I'm sure there's a better or easier way to go about this, but even after watching around two dozen Boundary Fill tutorials, I can't figure it out. Can someone point me in the right direction?

7 REPLIES 7
Message 2 of 8
davebYYPCU
in reply to: jwilkins8475

Scaling down by a long way is fraught with errors.  You lose a lot of surface detail as well.

 

In that case, redraw at printer size a half section. and revolve it.

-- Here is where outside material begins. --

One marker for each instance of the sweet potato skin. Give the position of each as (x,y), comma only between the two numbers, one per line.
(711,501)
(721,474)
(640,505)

Exported STL files are hollow.  Slicing settings do the rest.

 

Might help...

Message 3 of 8
Drewpan
in reply to: jwilkins8475

Hi,

 

Two points.

 

Why do you want to create a sphere or egg solid? It will use a large amount of material when printing. Spheres and

eggs are some of the strongest shapes there are structurally so as long as a hollowed shell is thick enough it will not

crack. It is actually possible to STAND on an egg and it will not break under the average load of a human (if you do it

right😎).

 

If what you want is just the outside then simply scaling the outside shell to the size you want and then turning it into

an stl file should work. You can set the wall thickness in the slicer and the detail will be printed on the outside and the

walls on the inside.

 

Cheers

 

Andrew

Message 4 of 8
jwilkins8475
in reply to: davebYYPCU

I did that with the shape I uses to hollow out the assembly and get rid of all the unnecessary interior parts and leave the outside untouched, but the interior surface is still very irregular. Using that shape to form a "core" still leaves me with voids and hollow points and parts of the surface that are too thin to print.
Message 5 of 8
g-andresen
in reply to: jwilkins8475

Hi,

As long as you do not upload the file with corresponding notes for review, the hints can be no more than a poke in the fog.

 

günther

Message 6 of 8
jwilkins8475
in reply to: g-andresen

Yeah, well, it's not my model to upload. Like I said.
Message 7 of 8


@jwilkins8475 wrote:
Yeah, well, it's not my model to upload. Like I said.

Then create a dummy model that exhibits the same problem.

Otherwise you might just be out of luck!


EESignature

Message 8 of 8
jwilkins8475
in reply to: Drewpan


@Drewpan wrote:

set the wall thickness in the slicer


This ended up giving the result I was looking for. Not sure why I didn't think of that. Sometimes you get set in a mode and end up wearing blinders, I guess.

The model ended up 1:10 in size, with 8mm wall thickness, and I no longer need supports of any kind.